Chemical sunscreens aren’t as thick, so they are often used in sunscreens specifically made for the face as well as those found in spray bottles. Since chemical sunscreens need to be absorbed into the skin, they must be applied at least 20 minutes before heading outdoors. Chemical sunscreens contain several ingredients that, when applied, are absorbed in the top layer of skin and hence do not leave a tinge of white as compared to physical sunscreens. They react with the skin to absorb UV rays and convert them before they can harm the skin.

​Water-Resistance

​There have been great strides made in water-resistant sunblock, but toweling off after a swim still wipes away most of it.
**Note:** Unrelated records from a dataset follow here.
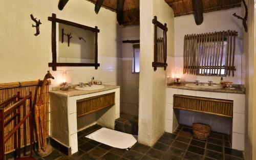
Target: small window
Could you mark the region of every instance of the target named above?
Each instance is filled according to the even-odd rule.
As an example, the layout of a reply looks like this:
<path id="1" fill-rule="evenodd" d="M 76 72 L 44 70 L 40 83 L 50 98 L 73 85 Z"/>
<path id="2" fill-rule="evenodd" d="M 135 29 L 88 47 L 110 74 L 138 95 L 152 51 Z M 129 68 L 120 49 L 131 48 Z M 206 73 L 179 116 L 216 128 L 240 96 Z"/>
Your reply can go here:
<path id="1" fill-rule="evenodd" d="M 237 32 L 218 32 L 184 37 L 183 73 L 234 76 Z"/>
<path id="2" fill-rule="evenodd" d="M 140 73 L 140 44 L 133 45 L 133 73 Z"/>

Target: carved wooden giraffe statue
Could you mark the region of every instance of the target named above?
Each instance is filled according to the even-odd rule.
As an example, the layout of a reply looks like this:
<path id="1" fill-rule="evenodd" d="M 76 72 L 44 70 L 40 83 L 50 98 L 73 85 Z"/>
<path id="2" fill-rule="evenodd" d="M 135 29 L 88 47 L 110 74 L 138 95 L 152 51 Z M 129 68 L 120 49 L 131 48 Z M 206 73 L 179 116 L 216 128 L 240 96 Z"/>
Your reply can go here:
<path id="1" fill-rule="evenodd" d="M 46 150 L 47 146 L 46 141 L 46 127 L 45 118 L 45 106 L 44 103 L 44 93 L 45 86 L 47 82 L 47 79 L 54 79 L 52 75 L 48 71 L 42 81 L 42 87 L 40 92 L 39 99 L 35 105 L 35 122 L 36 126 L 36 135 L 37 143 L 38 143 L 38 152 L 41 152 L 41 149 L 44 151 Z"/>

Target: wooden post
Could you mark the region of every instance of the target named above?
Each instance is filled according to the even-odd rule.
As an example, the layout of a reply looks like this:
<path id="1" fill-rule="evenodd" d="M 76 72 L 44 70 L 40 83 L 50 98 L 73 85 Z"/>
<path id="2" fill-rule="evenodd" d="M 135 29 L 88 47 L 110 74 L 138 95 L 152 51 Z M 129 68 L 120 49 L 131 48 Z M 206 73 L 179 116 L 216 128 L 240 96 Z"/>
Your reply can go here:
<path id="1" fill-rule="evenodd" d="M 17 93 L 17 99 L 18 99 L 18 101 L 19 101 L 20 100 L 20 93 L 19 92 L 18 92 Z M 18 115 L 17 116 L 17 124 L 16 125 L 20 122 L 20 105 L 18 105 L 17 107 L 17 112 L 18 113 Z M 18 153 L 18 158 L 20 158 L 20 127 L 19 127 L 18 129 L 18 137 L 17 137 L 18 140 L 18 150 L 17 150 L 17 153 Z"/>
<path id="2" fill-rule="evenodd" d="M 0 109 L 0 159 L 5 159 L 5 143 L 4 140 L 4 109 Z"/>
<path id="3" fill-rule="evenodd" d="M 44 87 L 45 86 L 42 86 Z M 29 116 L 29 129 L 30 129 L 30 156 L 33 156 L 33 109 L 32 104 L 32 92 L 29 92 L 30 98 L 29 98 L 29 111 L 30 115 Z"/>

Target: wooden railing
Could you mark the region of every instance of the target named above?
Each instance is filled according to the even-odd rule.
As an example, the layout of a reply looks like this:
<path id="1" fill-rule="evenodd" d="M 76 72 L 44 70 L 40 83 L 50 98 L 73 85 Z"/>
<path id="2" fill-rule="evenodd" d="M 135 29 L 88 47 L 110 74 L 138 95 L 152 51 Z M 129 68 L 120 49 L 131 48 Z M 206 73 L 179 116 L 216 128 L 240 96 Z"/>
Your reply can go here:
<path id="1" fill-rule="evenodd" d="M 4 160 L 5 157 L 5 144 L 8 142 L 11 137 L 14 134 L 16 134 L 17 144 L 17 158 L 16 159 L 35 159 L 32 156 L 33 154 L 33 118 L 32 118 L 32 92 L 30 92 L 29 96 L 25 97 L 20 97 L 19 92 L 17 93 L 17 95 L 15 95 L 7 100 L 0 103 L 0 159 Z M 13 101 L 17 99 L 17 101 L 12 105 L 10 107 L 5 110 L 3 108 L 3 106 L 8 104 L 10 102 Z M 20 120 L 20 105 L 25 103 L 27 100 L 29 100 L 29 111 L 28 113 L 25 116 Z M 5 122 L 5 116 L 13 113 L 13 116 Z M 25 123 L 26 120 L 29 118 L 29 126 L 30 128 L 30 155 L 26 157 L 20 157 L 20 126 Z M 12 121 L 16 121 L 15 125 L 13 128 L 5 136 L 4 129 L 8 124 Z"/>

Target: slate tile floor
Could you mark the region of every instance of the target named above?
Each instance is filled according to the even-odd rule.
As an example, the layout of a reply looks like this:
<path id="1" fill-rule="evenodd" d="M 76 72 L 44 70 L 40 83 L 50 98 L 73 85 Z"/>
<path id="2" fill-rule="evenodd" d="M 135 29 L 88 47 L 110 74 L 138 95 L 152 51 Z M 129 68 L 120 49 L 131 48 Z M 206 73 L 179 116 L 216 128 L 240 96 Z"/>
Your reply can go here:
<path id="1" fill-rule="evenodd" d="M 212 133 L 207 141 L 194 139 L 190 127 L 180 126 L 175 133 L 164 133 L 153 147 L 136 143 L 129 151 L 119 149 L 84 136 L 99 129 L 95 125 L 78 133 L 79 151 L 72 156 L 55 150 L 40 160 L 241 160 L 243 152 L 231 149 L 227 135 Z"/>

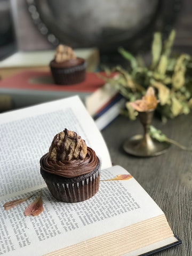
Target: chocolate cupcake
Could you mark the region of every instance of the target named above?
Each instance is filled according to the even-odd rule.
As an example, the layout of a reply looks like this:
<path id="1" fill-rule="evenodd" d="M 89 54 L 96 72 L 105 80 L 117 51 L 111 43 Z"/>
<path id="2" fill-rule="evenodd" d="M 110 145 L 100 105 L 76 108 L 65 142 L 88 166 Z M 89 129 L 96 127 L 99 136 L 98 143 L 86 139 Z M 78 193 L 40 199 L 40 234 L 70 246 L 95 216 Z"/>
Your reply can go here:
<path id="1" fill-rule="evenodd" d="M 40 165 L 49 189 L 59 201 L 84 201 L 99 190 L 100 161 L 75 132 L 66 129 L 56 134 Z"/>
<path id="2" fill-rule="evenodd" d="M 77 84 L 85 79 L 85 60 L 76 57 L 72 49 L 66 45 L 60 44 L 57 47 L 50 67 L 57 84 Z"/>

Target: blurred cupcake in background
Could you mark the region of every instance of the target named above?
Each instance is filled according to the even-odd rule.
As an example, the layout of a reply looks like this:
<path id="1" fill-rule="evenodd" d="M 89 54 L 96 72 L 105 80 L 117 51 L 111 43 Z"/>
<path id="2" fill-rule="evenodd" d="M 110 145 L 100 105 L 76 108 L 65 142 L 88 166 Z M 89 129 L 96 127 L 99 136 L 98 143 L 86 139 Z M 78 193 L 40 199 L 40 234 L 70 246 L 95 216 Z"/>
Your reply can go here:
<path id="1" fill-rule="evenodd" d="M 54 60 L 50 63 L 54 82 L 57 84 L 74 84 L 85 78 L 86 62 L 76 57 L 72 48 L 60 44 L 56 49 Z"/>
So once you’re out of the water, it’s time to reapply. As of Dec 2012, FDA had stipulated a law against the false declaration of “water-proof” and “sweat-proof” on sun-care products as strictly speaking, no products will stay on the skin and offer the same amount of sun protective effects forever. Sunscreens may however be labelled as “water-resistant,” if they specify whether they protect the skin for 40 or 80 minutes of swimming or sweating, based on standard testing. As a rule of thumb, sunscreens formulated for the face ​can be used​ elsewhere on the body, but not in reverse. Facial skin is generally more sensitive to irritation than body skin, so face formulations have been tested to cause less irritation and not clog pores nor trigger acne.

​How ​Much, ​How ​Often?

To ensure that you get the full SPF of a sunscreen, you will need to apply 1 oz of sunscreen to cover all exposed areas adequately. As a gauge, this amount is equivalent to a full shot glass, no less, with a nickel-size blob to protect your face. Studies have shown that most people apply only half to a quarter of that amount, which means the actual SPF they have on their body is lower than what’s advertised on the label. Under-applying an SPF 15 means that you’re really getting an 8. During a long day at the beach, one person should use around half to a quarter of an 8 oz bottle. Sunscreens should also be applied 30 minutes before sun exposure to allow the ingredients to fully bind to the skin. This is especially important to take note if you are using the chemical variant

​A common mistake is to slather on the sun protective film only after getting out under the sun. Reapplication of sunscreen is equally important as its initial use. But reapplication isn’t important only when you’re lounging at the beach. If you spend your day next to a window or driving around in a car, you are getting UV exposure through the glass too. And take note of oft-neglected sites such as behind the ears, back of neck and lips! With the correct type of sun protection, everyone should be allowed to enjoy a little warmth under the summer’s sun without worrying.